Avec le portrait de quelques enseignantes et pionnières du féminisme entrées en politique avec l’affaire Dreyfus, l’historienne Mélanie Fabre remet la question de l’éducation et de l’école publique au centre de l’émancipation sociale et politique.

En 1881, lors d'une conférence prononcée devant des institutrices, Pauline Kergomard déclare : « L’endroit désigné pour faire la démocratie, c’est l’école. » 

Cette phrase, précise Mélanie Fabre, pourrait être l’adage des intellectuelles qu’elle a étudiées : « Elles font du système scolaire un levier majeur de transformation sociale.

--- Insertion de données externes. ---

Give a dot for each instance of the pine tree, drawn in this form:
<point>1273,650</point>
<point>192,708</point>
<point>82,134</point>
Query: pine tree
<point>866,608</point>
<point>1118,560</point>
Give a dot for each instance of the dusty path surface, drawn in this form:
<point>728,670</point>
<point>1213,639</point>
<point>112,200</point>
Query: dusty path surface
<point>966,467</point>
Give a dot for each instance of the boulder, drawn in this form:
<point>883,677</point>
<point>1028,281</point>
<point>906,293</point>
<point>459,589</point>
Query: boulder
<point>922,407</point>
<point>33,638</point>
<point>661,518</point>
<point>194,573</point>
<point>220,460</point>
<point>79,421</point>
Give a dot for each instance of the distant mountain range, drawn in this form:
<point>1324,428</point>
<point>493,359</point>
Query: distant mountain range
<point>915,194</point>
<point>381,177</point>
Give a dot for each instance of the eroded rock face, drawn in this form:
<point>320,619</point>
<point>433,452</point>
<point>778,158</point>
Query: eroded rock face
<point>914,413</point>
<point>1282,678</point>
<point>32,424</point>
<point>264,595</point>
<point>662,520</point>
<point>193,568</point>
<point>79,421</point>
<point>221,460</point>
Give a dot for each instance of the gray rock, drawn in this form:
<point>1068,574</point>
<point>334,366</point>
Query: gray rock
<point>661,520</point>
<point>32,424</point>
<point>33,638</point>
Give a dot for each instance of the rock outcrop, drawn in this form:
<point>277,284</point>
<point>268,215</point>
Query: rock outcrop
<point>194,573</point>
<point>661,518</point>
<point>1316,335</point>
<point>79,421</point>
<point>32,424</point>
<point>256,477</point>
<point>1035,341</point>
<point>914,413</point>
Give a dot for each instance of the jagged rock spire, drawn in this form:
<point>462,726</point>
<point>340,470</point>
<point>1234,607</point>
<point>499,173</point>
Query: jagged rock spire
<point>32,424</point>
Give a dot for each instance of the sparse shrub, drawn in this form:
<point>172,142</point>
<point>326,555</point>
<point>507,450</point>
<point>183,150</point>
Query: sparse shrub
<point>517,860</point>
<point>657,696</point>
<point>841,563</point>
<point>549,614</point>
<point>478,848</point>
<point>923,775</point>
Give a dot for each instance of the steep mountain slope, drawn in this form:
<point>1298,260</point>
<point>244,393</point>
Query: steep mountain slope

Pour elles, l’école cristallise des engagements multiples, pour plus d’équité sociale, pour plus d’égalité entre les sexes, pour la construction d’un monde pacifique, et ce, dans un combat contre tous les obscurantismes. »

Mais ce n’est pas tout, car si « l’endroit désigné pour faire la démocratie, c’est l’école », alors « celles et ceux qui font l’école assument non seulement une fonction sociale indispensable mais un rôle politique majeur. C’est ainsi qu’une élite féminine enseignante, en s’emparant des opportunités professionnelles ouvertes par le nouveau régime, subvertit le rôle professionnel qui lui avait été assigné pour s’imposer dans des espaces de débats et de prises de décision jusqu’alors monopolisés par les hommes ».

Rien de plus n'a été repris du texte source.